Other organizations warn that strong fiscal reserves aren’t the only determinant of recovery from the looming recession and criticize Indiana’s unemployment insurance system.
Unemployment benefits can buoy a family or individual through a time of joblessness, helping them access medical care, pay for groceries and keep utilities running, all of which helps the general economy.
According to the Center on Budget and Policy Planning, less than 20% of jobless Hoosiers accessed those benefits before the pandemic, because of a combination of eligibility rules and work requirements.
The average unemployment benefit is roughly a third of the income of a typical Hoosier unemployment applicant, according to the budget center, and tops out at $390 per week. All potential recipients must apply online, though broadband coverage is unequal across the state.
Before the wave of unemployment applications, Holcomb relaxed certain provisions through an executive order, such as the mandatory one-week waiting period and work search requirement. After receiving unemployment benefits, Hoosiers must file a weekly voucher with their hours worked to keep the benefits.
“That’s what’s coming down the pipe and what we have in place now from a state perspective,” Payne said. “There are other add-ons from our federal partners now. There’s a 13-week extension to the unemployment benefits expiration. Currently, we have 26 weeks.”
Additionally, the federal government will add another $600 per week for unemployment benefits on top of state benefits for four months, Payne explained.
Though gig economy workers, such as Uber drivers, people who are self-employed and those with limited work history usually aren’t eligible for unemployment, the federal relief package specifically addresses those workers and expands unemployment guidelines.

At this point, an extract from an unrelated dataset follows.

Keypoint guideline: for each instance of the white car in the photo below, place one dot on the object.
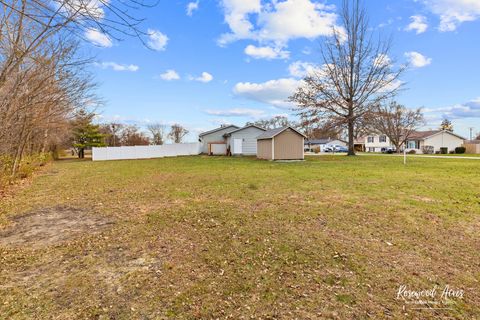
(333, 148)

The Department of Workforce Development, which oversees unemployment claims, doesn’t yet have information on what sort of benefits Hoosiers are seeing and who’s impacted the most.
“Because we’re so early into this, we haven’t really processed what the average amount of each claim is,” Payne said, adding that partial work weeks change how the benefit is calculated.
There are no plans to change how the department calculates benefits. The calculation involves averaging weekly income during the last four quarters of employment and dividing that number roughly in half.